Collective Weaves, Installation Shot
Collective Weaves, Installation Shot, San Francisco Museum of Modern Art
Printed by Anne Kirk Textiles, San Francisco
Collective Weave is a unique set of linen textiles, whose silk-screened patterns are based on illustrations sourced from zines and flyers from lesbian and feminist organizations in the United States—particularly in the Bay Area— dating from 1957 to 1976. The work premiered at the San Francisco Museum of Modern Art, where the textiles hung like stage curtains, creating backdrops for an installation that pivoted on the legacy of the museum’s founding director, Grace McCann Morley, who served for twenty-three years beginning in 1935. In other contexts, they have been shown as raw fabric, neatly folded and hung over a wood hanger, unhemmed.
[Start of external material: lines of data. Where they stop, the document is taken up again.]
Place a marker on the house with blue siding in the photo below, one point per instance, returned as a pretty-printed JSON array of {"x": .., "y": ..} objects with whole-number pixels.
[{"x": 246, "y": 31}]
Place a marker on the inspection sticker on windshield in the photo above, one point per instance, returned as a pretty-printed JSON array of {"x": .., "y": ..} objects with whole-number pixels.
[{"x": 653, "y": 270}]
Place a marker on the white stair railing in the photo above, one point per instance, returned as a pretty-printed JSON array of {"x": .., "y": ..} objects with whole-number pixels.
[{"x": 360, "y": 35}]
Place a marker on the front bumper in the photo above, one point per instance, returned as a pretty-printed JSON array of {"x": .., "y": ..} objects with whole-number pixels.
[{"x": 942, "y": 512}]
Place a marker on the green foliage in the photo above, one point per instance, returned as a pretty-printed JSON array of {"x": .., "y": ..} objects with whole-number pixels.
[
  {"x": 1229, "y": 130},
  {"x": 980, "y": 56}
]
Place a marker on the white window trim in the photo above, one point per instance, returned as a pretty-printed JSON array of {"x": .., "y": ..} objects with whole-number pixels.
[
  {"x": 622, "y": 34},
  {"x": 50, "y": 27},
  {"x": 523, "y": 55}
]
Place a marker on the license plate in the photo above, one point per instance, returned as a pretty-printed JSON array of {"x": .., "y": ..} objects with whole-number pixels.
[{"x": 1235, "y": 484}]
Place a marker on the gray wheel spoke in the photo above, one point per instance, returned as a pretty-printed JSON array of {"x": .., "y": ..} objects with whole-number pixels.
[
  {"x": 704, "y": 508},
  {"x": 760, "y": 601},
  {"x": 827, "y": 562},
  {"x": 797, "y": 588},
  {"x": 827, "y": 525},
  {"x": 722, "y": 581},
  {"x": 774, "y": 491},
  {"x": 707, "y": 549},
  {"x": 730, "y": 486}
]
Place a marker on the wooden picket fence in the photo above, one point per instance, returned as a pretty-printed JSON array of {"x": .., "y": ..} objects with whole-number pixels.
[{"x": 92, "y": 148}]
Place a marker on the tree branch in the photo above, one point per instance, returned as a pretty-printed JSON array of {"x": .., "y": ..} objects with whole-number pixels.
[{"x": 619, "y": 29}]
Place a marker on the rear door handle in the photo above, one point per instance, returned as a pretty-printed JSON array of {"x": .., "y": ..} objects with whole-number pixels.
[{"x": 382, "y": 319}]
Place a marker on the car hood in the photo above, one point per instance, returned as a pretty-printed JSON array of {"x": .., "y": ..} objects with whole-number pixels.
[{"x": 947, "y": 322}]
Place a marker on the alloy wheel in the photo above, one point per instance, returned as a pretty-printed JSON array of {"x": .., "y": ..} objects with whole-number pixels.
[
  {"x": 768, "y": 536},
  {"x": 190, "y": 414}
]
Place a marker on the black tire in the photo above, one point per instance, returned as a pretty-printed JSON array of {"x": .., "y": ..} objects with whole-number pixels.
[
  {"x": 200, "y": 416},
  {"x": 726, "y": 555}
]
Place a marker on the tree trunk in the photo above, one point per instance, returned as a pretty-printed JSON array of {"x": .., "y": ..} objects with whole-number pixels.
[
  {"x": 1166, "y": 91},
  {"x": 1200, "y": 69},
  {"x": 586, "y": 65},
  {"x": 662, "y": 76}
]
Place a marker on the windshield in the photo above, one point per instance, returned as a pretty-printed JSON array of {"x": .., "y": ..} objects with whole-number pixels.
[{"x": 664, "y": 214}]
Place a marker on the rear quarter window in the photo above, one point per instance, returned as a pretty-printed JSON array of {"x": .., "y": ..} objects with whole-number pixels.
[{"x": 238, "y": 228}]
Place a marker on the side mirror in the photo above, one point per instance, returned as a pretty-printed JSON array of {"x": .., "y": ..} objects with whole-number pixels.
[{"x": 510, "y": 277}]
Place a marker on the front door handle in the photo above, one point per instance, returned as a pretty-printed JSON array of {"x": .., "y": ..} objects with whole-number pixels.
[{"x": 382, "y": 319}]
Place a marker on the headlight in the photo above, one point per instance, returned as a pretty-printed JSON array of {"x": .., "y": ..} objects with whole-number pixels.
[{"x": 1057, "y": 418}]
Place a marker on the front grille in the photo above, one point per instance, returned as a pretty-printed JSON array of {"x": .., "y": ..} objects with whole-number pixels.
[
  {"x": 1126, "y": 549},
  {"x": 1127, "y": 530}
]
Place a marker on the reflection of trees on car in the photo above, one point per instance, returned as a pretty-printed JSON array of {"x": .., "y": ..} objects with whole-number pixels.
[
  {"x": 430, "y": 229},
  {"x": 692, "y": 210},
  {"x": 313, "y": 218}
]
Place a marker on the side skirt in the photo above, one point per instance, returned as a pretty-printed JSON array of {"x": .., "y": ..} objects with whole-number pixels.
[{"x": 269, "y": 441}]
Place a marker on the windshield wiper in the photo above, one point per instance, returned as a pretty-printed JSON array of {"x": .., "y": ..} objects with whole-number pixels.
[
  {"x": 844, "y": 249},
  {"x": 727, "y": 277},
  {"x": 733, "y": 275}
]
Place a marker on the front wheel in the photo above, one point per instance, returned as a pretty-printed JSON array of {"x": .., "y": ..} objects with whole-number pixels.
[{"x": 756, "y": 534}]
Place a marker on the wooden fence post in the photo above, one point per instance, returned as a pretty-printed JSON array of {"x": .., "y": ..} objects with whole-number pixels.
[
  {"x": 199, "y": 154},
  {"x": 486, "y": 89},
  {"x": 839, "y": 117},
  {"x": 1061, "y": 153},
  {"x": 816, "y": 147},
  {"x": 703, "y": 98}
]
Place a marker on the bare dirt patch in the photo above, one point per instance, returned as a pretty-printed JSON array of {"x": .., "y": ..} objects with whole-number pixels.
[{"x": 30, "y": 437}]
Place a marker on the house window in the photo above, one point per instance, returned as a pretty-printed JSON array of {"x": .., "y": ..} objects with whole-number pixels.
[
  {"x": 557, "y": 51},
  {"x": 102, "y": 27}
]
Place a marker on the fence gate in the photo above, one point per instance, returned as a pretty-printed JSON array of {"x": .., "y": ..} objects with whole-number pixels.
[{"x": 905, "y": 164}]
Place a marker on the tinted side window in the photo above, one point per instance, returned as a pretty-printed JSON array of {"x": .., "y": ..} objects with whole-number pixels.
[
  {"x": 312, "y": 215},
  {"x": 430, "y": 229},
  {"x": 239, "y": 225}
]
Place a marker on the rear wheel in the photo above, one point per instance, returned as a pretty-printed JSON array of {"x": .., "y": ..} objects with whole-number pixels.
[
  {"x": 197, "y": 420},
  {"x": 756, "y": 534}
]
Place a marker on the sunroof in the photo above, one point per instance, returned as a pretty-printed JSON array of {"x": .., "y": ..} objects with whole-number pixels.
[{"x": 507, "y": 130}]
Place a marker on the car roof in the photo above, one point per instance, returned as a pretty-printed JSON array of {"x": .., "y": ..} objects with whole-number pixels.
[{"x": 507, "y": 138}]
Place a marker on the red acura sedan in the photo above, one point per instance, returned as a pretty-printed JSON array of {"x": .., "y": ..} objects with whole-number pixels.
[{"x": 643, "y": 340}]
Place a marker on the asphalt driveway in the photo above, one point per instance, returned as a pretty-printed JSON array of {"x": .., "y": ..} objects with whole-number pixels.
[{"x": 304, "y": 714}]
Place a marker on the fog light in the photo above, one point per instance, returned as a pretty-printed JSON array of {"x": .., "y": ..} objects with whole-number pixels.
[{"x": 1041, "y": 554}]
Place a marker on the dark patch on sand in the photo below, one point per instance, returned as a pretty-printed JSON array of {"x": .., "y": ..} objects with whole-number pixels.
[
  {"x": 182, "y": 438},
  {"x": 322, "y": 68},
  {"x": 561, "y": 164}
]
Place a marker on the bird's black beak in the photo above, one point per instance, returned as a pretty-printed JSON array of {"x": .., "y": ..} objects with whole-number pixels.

The work originated in Geyer’s research into Morley’s life and work. One of the most important museologists of her time, Morley believed the museum to be an integral component of civil society. She also engaged in cultural diplomacy under the auspices of the Office of the Coordinator of Inter-American Affairs and worked for UNESCO from 1946 to 1949. Morley was known to be a lesbian, which led to friction with the museum’s board of directors and in part to her departure from the museum. Many other queers serving in public positions at the time endured similar scrutiny that ended their professional careers. Geyer’s research focused on the most common form of communication within that era’s queer community: zines and flyers. There she found drawings representing bodies and faces, meetings and exchanges, and public and secret symbols. These drawings were created in lieu of photographs, which would have been too likely to compromise identities. The drawings were therefore sites for imagining community between often isolated individuals.
Collective Weave features continuous patterns in various colors, for example, orange with red; deep purple and pink with burgundy; light blue with navy; and iridescent silver with white. In some of the patterns, motifs of women repeat and flip into designs that appear abstract from a distance. In others, abstract shapes conjure symbols of a bygone club or association. To create each pattern, Geyer used one or two illustrations from a single source, which she credits in the work’s title along with, when possible, the original artist.